Some people have voiced concern about the disproportionate amount of research funding going toward HIV as it relates to disease burden in the world. How is that going to figure into both HIV vaccine research and the vaccination field going forward?

AIDS appeared out of nowhere. It’s so far killed upwards of 25 million people; there’s another 33 million infected today. The world now spends about $50 billion a year dealing with this pandemic and that’s not enough because 60% of people in the developing world who have HIV are still aren’t getting treatment. [We] desperately need better prevention, and the best prevention we could have would be a vaccine.

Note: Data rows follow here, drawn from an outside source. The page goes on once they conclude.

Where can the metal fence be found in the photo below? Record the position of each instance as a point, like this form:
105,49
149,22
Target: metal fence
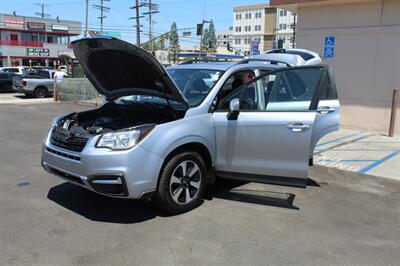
78,90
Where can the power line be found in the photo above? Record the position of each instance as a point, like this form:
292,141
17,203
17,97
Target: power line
103,9
153,9
136,7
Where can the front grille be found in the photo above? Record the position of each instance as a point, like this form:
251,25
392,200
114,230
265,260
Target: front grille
64,175
63,154
65,141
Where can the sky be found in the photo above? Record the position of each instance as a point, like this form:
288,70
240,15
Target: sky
186,13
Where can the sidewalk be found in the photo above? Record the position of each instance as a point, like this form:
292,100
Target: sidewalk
361,152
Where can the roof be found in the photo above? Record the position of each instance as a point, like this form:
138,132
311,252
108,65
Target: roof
250,7
222,66
293,4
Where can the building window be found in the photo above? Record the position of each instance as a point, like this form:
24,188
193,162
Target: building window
283,13
282,26
268,37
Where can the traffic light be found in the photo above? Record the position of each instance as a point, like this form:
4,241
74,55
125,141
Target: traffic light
199,29
280,44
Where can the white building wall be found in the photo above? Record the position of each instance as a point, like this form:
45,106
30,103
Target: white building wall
367,57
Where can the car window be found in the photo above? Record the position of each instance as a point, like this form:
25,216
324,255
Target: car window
234,88
11,70
290,90
195,84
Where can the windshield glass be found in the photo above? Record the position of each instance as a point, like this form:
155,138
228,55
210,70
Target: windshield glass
195,84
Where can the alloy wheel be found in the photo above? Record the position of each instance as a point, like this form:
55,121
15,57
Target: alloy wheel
185,182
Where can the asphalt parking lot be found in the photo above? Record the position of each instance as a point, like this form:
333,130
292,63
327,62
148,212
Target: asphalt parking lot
341,218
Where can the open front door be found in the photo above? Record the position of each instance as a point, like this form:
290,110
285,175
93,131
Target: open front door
270,138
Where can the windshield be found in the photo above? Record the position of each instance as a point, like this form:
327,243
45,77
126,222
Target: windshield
195,84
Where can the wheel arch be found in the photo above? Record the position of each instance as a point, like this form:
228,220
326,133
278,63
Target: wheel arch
195,146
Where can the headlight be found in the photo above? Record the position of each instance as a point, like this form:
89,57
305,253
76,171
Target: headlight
124,140
56,120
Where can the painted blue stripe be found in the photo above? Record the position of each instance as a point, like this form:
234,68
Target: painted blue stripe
375,164
338,139
354,150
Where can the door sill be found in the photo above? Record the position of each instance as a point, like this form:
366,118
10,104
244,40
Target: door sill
264,179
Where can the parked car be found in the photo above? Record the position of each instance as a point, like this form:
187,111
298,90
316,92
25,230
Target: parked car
14,70
40,85
166,133
9,82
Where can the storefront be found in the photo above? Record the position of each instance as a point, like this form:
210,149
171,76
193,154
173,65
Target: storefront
31,41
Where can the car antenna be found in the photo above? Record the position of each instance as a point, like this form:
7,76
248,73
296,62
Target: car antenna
169,104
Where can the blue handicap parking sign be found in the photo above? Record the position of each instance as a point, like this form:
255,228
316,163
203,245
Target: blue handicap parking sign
329,50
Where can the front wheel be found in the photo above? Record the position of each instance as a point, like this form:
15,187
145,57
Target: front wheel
182,183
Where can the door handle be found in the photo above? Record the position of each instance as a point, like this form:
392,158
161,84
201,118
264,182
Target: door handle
297,127
325,110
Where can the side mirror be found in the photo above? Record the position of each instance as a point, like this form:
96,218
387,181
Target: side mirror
234,106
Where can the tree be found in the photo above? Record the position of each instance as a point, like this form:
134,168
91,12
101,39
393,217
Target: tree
174,42
209,39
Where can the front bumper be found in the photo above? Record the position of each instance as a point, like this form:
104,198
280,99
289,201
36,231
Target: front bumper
130,174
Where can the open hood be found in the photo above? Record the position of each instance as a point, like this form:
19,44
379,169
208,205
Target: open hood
117,68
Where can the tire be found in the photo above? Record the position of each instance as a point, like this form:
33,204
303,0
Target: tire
179,190
41,92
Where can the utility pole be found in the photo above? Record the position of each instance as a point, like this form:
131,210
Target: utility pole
87,19
41,13
153,9
294,30
103,9
137,6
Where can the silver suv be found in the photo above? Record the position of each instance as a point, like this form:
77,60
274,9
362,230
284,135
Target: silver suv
166,133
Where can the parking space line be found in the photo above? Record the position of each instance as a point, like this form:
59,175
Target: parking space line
348,161
354,150
338,139
376,163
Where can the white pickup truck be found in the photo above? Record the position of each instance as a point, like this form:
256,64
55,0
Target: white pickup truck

Advance market commitments (AMCs) are used to fund vaccine campaigns. What would be the advantages and disadvantages of using AMCs for HIV vaccine development?

There are really two types of funding: there’s push funding and pull funding. Push funding would be to drive the research forward, to pay for it, to get people engaged. Pull funding would be to put a financial pot out there and use that as a way to engage people in it. The pull funding [approach] works much better when you’ve got proof-of-concept and people know that if they invest the money something will happen and they can potentially succeed. It’s harder when you go upstream.

Do you think it’s time now for that pull mechanism approach for HIV vaccine research?

I think we’re getting close. It probably isn’t time yet because [although] we have proof-of-concept that a vaccine is possible, we don’t yet know how to get it to the level we need for it to become commercially feasible. Once we crack that problem, then I think it’s a great time to use a mechanism like that.

Obviously you’ve had success with fundraising at IAVI. And GAVI potentially faces challenges in raising the $3.7 billion it’s hoping for in June. What would you say you’ve learned since 1996 in terms of what it takes to convince donors to give?

It’s very different for AIDS vaccines than for conventional vaccines. For AIDS vaccines, the real challenge was to convince people that this was a priority even though the science wasn’t yet there. The science is moving now, so it’s much easier now to say to a donor it’s really a time to invest because progress is happening. For existing vaccines, vaccines are the most cost-effective intervention you can do. I think our challenge is to sell this as the right thing to do, given it’s cost effective and the given the number of lives that can be saved.